Former sovereign state in western Europe

The Principality of Reuss-Gera (Fürstentum Reuß-Gera), officially called the Principality of Reuss Junior Line (Fürstentum Reuß jüngerer Linie) after 1848, was a sovereign state in modern Germany, ruled by members of the House of Reuss. It was one of the successor states of the Imperial County of Reuss. The Counts Reuss, with their respective capitals and Residenzen at Gera, Schleiz, Lobenstein, Köstritz and Ebersdorf, were all elevated to the title of prince (Fürst) in 1806. Their successor branch heads shared that title, while their cadets were also each titled prince (Prinz). Thus all males of the family were properly "Prince Heinrich (Roman numeral) Reuss, J.L.", without use of a nobiliary particle, although for convenience their branch names remained in colloquial use (for example, "Prince Heinrich I Reuss of Köstritz").

==Territory==
The territories of four separate branches of the Junior Line amalgamated between 1824 and 1848, at which time the senior branch of Gera retained sovereignty over the surviving cadet branches, which retained succession rights to the princely throne. In 1905, the principality of Reuss Junior Line had an area of 827 km2 and a population of 145,000, with Gera as its capital.

In the aftermath of World War I, the territory of the Junior Line merged with that of the Elder Line in 1919 as the People's State of Reuss, which became part of the new state of Thuringia on 1 May 1920.

==The princely house==
The House of Reuss practises a unique system of naming and numbering the male members of the family, every one of whom for centuries has borne the name "Heinrich", followed by a Roman numeral. While most royal and noble houses assign a regnal number only to the ruling head of the house, and that in the sequential order of their reigns, the Reuss Junior Line ("Reuss, J.L.") used a numbering sequence for all male family members which began afresh with the first son born in each century. The male children within a single nuclear family need not bear sequential numbers, as all members of the larger family share the common numbering system. For example, the sons of Prince Heinrich LXVII Reuss of Schleiz, in order of their births, were named Heinrich V, Heinrich VIII, Heinrich XI, Heinrich XIV, and Heinrich XVI, with their male-line kinsmen holding the numerals in between according to the order of their births. In consequence of this naming system, certain heads of the Reuss Junior Line have had the highest numbers attached to their name of any European ruling families.
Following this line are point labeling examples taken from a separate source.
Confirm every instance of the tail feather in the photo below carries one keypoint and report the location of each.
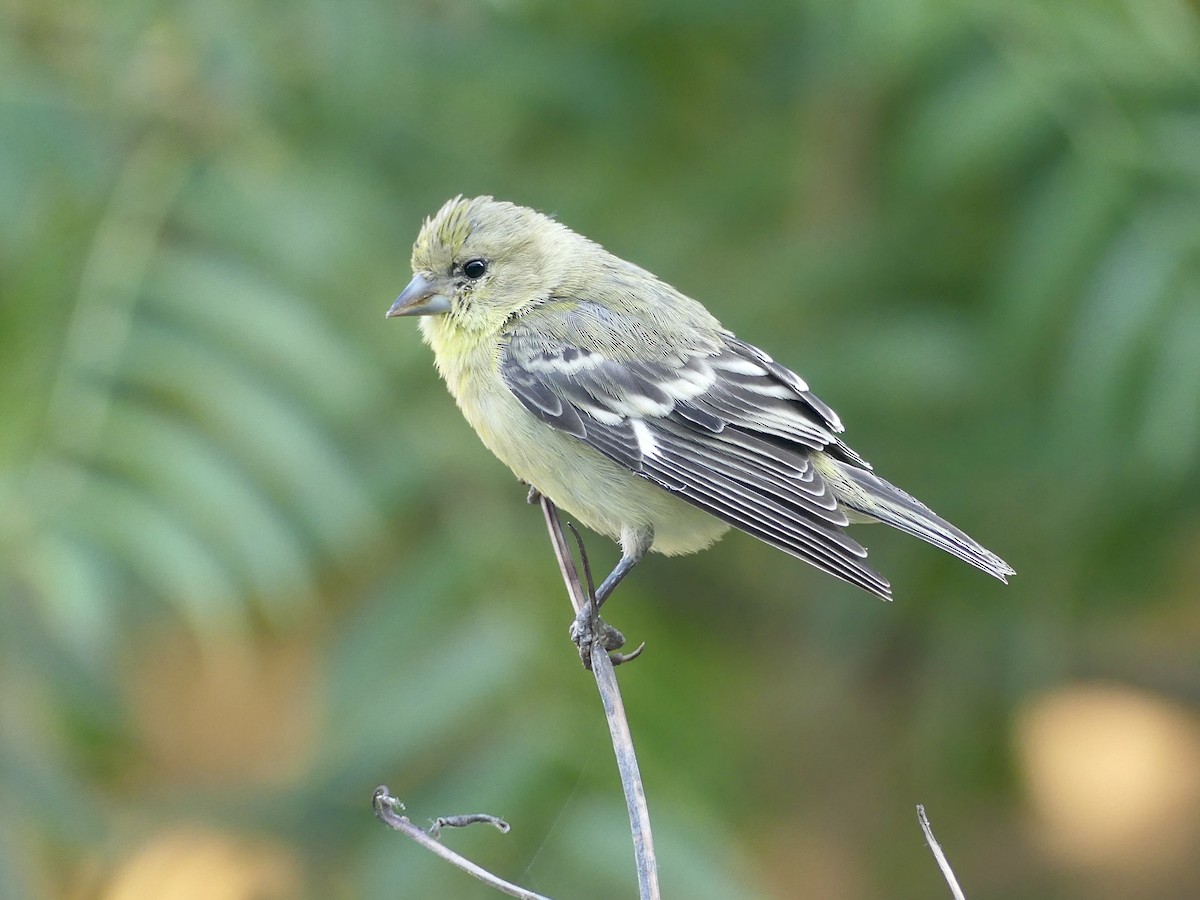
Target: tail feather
(881, 501)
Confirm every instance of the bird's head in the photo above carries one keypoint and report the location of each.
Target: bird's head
(477, 262)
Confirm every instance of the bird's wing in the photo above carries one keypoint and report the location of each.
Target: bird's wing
(714, 421)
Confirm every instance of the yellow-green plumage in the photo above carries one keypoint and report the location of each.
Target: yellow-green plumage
(631, 408)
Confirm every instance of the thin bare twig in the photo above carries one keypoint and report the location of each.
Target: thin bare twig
(942, 863)
(388, 810)
(615, 712)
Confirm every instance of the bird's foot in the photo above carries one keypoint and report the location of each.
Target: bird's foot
(589, 634)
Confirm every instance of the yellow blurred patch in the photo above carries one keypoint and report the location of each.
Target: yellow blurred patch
(1114, 778)
(233, 711)
(197, 864)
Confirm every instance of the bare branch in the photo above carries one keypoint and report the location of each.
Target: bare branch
(388, 810)
(942, 863)
(615, 711)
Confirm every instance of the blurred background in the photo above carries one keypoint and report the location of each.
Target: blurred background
(253, 562)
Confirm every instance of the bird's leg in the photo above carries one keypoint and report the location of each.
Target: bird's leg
(616, 576)
(635, 544)
(588, 624)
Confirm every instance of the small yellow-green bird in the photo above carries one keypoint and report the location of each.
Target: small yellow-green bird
(630, 407)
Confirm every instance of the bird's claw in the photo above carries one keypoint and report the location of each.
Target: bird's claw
(589, 633)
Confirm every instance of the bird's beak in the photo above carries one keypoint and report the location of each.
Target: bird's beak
(419, 299)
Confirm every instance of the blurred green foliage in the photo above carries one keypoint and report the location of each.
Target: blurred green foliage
(975, 228)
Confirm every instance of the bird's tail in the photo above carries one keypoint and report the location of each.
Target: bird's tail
(879, 499)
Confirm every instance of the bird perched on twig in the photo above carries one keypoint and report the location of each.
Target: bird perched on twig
(630, 407)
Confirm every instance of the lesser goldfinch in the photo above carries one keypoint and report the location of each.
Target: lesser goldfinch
(630, 407)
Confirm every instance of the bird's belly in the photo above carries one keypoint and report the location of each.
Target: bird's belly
(598, 492)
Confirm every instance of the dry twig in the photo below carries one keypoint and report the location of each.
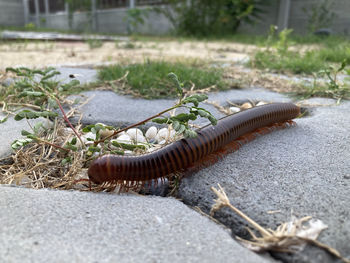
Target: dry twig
(288, 237)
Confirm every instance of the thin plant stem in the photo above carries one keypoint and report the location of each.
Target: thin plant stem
(136, 124)
(69, 123)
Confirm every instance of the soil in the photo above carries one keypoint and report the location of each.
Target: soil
(231, 56)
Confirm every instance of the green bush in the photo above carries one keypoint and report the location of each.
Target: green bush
(207, 17)
(150, 80)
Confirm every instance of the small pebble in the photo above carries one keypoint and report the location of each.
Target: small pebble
(134, 133)
(162, 142)
(106, 133)
(246, 105)
(121, 133)
(125, 138)
(162, 134)
(140, 139)
(151, 133)
(234, 109)
(85, 137)
(261, 103)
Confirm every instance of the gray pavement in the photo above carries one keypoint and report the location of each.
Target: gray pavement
(303, 170)
(113, 109)
(72, 226)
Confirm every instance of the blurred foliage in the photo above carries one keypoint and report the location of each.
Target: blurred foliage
(206, 17)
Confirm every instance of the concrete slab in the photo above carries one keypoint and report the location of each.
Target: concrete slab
(113, 109)
(303, 170)
(72, 226)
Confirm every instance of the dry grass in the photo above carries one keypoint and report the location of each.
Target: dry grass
(288, 237)
(39, 165)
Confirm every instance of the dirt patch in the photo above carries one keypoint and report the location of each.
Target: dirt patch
(41, 54)
(232, 55)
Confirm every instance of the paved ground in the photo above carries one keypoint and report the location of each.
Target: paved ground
(304, 169)
(71, 226)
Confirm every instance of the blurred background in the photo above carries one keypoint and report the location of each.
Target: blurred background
(185, 17)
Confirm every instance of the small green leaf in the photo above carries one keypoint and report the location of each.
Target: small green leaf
(184, 117)
(212, 119)
(176, 125)
(190, 133)
(31, 94)
(203, 113)
(3, 120)
(71, 147)
(73, 141)
(21, 142)
(181, 129)
(160, 120)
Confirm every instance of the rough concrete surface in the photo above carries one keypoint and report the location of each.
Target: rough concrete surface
(113, 109)
(303, 170)
(72, 226)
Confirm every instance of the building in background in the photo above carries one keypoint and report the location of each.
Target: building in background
(138, 16)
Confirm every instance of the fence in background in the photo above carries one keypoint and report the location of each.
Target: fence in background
(112, 15)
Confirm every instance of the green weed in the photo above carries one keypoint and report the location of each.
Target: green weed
(149, 79)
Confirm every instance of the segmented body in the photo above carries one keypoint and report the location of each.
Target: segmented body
(131, 170)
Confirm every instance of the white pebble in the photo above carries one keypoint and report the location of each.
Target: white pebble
(234, 109)
(162, 134)
(261, 103)
(125, 138)
(106, 133)
(134, 133)
(121, 133)
(151, 133)
(162, 142)
(87, 136)
(151, 149)
(172, 134)
(140, 139)
(246, 106)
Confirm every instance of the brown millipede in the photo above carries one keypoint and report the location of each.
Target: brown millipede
(133, 171)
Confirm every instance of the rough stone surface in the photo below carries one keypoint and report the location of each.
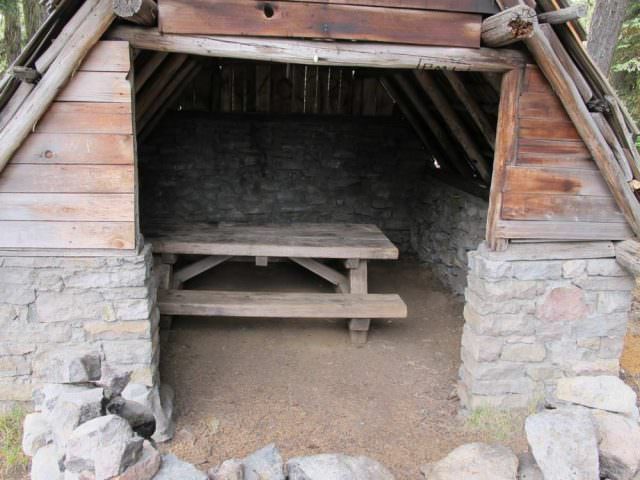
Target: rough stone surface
(476, 461)
(530, 323)
(605, 392)
(264, 464)
(618, 444)
(172, 469)
(336, 467)
(564, 444)
(104, 445)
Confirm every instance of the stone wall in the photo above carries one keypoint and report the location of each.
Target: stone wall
(446, 224)
(57, 309)
(539, 312)
(248, 168)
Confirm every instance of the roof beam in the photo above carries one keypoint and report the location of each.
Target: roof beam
(310, 52)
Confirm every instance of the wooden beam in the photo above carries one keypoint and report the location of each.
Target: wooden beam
(142, 12)
(509, 26)
(564, 15)
(72, 53)
(473, 107)
(506, 151)
(570, 97)
(454, 123)
(311, 52)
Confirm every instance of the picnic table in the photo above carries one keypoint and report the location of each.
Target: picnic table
(308, 245)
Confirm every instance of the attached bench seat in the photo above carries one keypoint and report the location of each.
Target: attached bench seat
(286, 305)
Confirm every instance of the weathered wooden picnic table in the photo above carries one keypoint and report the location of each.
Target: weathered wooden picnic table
(305, 244)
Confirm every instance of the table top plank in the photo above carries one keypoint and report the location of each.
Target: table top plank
(311, 240)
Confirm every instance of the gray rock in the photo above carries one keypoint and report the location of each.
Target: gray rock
(564, 444)
(264, 464)
(336, 467)
(45, 464)
(104, 445)
(174, 469)
(228, 470)
(36, 433)
(619, 445)
(604, 392)
(528, 468)
(476, 461)
(69, 365)
(139, 417)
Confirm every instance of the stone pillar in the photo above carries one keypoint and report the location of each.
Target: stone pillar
(536, 313)
(50, 306)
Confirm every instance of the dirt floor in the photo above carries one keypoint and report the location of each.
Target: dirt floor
(243, 383)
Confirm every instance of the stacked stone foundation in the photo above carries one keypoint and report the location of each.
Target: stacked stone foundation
(537, 313)
(52, 308)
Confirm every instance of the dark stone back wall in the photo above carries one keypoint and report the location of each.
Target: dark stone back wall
(211, 168)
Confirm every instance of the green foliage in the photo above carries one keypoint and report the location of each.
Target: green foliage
(11, 457)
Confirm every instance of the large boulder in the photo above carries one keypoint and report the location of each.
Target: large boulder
(564, 444)
(336, 467)
(105, 446)
(264, 464)
(619, 445)
(173, 469)
(604, 392)
(476, 461)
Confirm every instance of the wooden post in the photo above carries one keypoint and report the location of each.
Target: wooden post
(142, 12)
(506, 151)
(359, 327)
(509, 26)
(36, 104)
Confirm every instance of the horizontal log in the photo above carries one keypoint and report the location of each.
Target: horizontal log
(324, 53)
(65, 235)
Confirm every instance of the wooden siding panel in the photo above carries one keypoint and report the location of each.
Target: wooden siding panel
(316, 20)
(71, 185)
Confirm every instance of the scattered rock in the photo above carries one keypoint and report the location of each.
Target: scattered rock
(174, 469)
(619, 445)
(146, 467)
(265, 464)
(139, 417)
(45, 464)
(336, 467)
(528, 468)
(228, 470)
(604, 392)
(104, 445)
(36, 433)
(476, 461)
(564, 444)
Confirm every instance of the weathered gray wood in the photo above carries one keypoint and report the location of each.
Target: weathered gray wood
(340, 241)
(564, 15)
(322, 270)
(196, 268)
(72, 53)
(323, 53)
(280, 305)
(628, 255)
(142, 12)
(509, 26)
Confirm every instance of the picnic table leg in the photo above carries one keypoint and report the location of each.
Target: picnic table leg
(358, 327)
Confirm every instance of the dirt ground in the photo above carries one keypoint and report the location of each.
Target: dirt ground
(243, 383)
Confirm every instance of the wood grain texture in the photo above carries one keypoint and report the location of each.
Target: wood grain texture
(67, 207)
(71, 148)
(314, 20)
(277, 305)
(84, 117)
(99, 87)
(25, 178)
(64, 235)
(567, 208)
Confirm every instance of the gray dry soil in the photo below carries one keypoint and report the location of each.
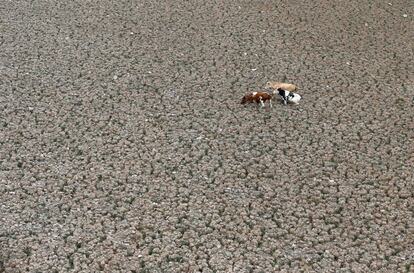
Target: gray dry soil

The designation of "Junior Line" was dropped in 1930; the Elder Line ("Reuss, A.L.") had become extinct as its last male member, Heinrich XXIV, renounced his rights as sovereign in 1918 and died unmarried in 1927.

In 1927 Heinrich XXIV, Prince Reuss of Greiz died and his titles passed to Heinrich XXVII, who became the 1st Prince Reuss and died the next year. His heir Heinrich XLV was arrested in August 1945 in Ebersdorf by the Soviet military and disappeared. On 5 January 1962 he was declared dead in absentia and Heinrich IV, Prince Reuss of Köstritz inherited his rights.

==Counts of Plauen==
One of the younger sub-lines of the branch which ruled the Reuss, J.L. until 1918, includes the "Counts of Plauen" from the late 19th century. When Prince Heinrich XXVI Reuss (1857–1913) married Countess Viktoria von Fürstenstein (1863–1949) in 1885, under the strict marriage rules then enforced by the Reuss dynasty, although he was but a younger son of a minor ruling family, their children were not allowed to bear the dynasty's princely title. They were, instead, designated "Counts of Plauen", although they remained in the line of succession to the two thrones of Reuss. The Fürstensteins lacked Uradel status: Viktoria's paternal grandfather, Pierre-Alexandre Le Camus (1774–1824), son of a minor noble French notary living in Martinique, rose to become foreign minister in Jerome Bonaparte's Kingdom of Westphalia, was ennobled there in 1807 and made a count of the Kingdom of France in 1817).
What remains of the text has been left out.